High-dimensional compositional data are frequently encountered in many fields of modern scientific research. In regression analysis of compositional data, the presence of covariate measurement errors poses grand challenges for existing statistical error-in-variable regression analysis methods since measurement error in one component of the composition has an impact on others. To simultaneously address the compositional nature and measurement errors in the high-dimensional design matrix of compositional covariates, we propose a new method named Error-in-composition (Eric) Lasso for regression analysis of corrupted compositional predictors.
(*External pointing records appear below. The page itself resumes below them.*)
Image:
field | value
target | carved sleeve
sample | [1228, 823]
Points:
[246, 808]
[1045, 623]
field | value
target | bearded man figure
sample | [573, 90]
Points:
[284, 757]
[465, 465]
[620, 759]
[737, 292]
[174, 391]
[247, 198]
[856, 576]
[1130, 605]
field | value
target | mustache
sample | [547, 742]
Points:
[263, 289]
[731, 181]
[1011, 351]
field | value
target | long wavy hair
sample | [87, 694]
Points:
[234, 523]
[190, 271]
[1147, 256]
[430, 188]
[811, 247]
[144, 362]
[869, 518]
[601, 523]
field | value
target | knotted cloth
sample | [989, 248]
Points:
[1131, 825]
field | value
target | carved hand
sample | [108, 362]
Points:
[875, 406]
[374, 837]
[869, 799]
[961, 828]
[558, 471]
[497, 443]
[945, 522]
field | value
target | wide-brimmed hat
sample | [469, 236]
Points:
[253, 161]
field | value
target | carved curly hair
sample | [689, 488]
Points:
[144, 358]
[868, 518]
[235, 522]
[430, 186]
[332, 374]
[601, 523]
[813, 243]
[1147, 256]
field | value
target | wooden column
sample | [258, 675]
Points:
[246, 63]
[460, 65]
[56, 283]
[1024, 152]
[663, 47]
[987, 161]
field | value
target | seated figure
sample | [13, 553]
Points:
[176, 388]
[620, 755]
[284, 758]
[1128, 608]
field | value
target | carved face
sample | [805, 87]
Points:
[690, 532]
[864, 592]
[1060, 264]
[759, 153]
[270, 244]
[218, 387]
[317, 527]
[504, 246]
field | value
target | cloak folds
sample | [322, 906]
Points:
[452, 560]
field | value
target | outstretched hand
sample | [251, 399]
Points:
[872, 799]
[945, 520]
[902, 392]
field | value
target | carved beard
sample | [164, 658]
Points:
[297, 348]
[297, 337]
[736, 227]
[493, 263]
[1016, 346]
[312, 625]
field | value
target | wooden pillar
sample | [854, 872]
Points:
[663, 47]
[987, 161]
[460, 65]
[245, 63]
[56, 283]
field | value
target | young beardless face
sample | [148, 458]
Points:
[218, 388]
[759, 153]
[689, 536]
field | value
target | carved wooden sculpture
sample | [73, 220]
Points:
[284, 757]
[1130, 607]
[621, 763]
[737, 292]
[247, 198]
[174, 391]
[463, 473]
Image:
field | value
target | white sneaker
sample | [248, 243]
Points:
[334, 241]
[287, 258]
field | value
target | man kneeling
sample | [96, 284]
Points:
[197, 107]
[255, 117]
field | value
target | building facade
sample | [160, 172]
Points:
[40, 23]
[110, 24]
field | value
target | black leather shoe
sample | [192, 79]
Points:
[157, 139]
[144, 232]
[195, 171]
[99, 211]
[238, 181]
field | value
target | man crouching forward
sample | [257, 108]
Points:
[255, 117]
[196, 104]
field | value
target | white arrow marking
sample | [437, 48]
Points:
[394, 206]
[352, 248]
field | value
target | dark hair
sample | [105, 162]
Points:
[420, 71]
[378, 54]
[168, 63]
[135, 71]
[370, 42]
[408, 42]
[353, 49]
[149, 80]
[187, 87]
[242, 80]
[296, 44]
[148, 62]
Estimation error bounds of Eric Lasso and its asymptotic sign-consistent selection properties are established. We then illustrate the finite sample performance of Eric Lasso using simulation studies and demonstrate its potential usefulness in a real data application example.

翻译：高维组合数据在现代科学研究的诸多领域中频繁出现。在组合数据的回归分析中，协变量测量误差的存在对现有的统计误差在变量回归分析方法提出了重大挑战，因为组合中某一成分的测量误差会影响其他成分。为同时处理组合协变量高维设计矩阵的组合特性与测量误差，我们提出了一种名为"组合误差Lasso"（Eric Lasso）的新方法，用于处理受污染组合预测变量的回归分析。本文建立了Eric Lasso的估计误差界及其渐近符号一致性选择性质。随后通过模拟研究阐明了Eric Lasso在有限样本下的性能，并通过实际数据应用示例展示了其潜在实用价值。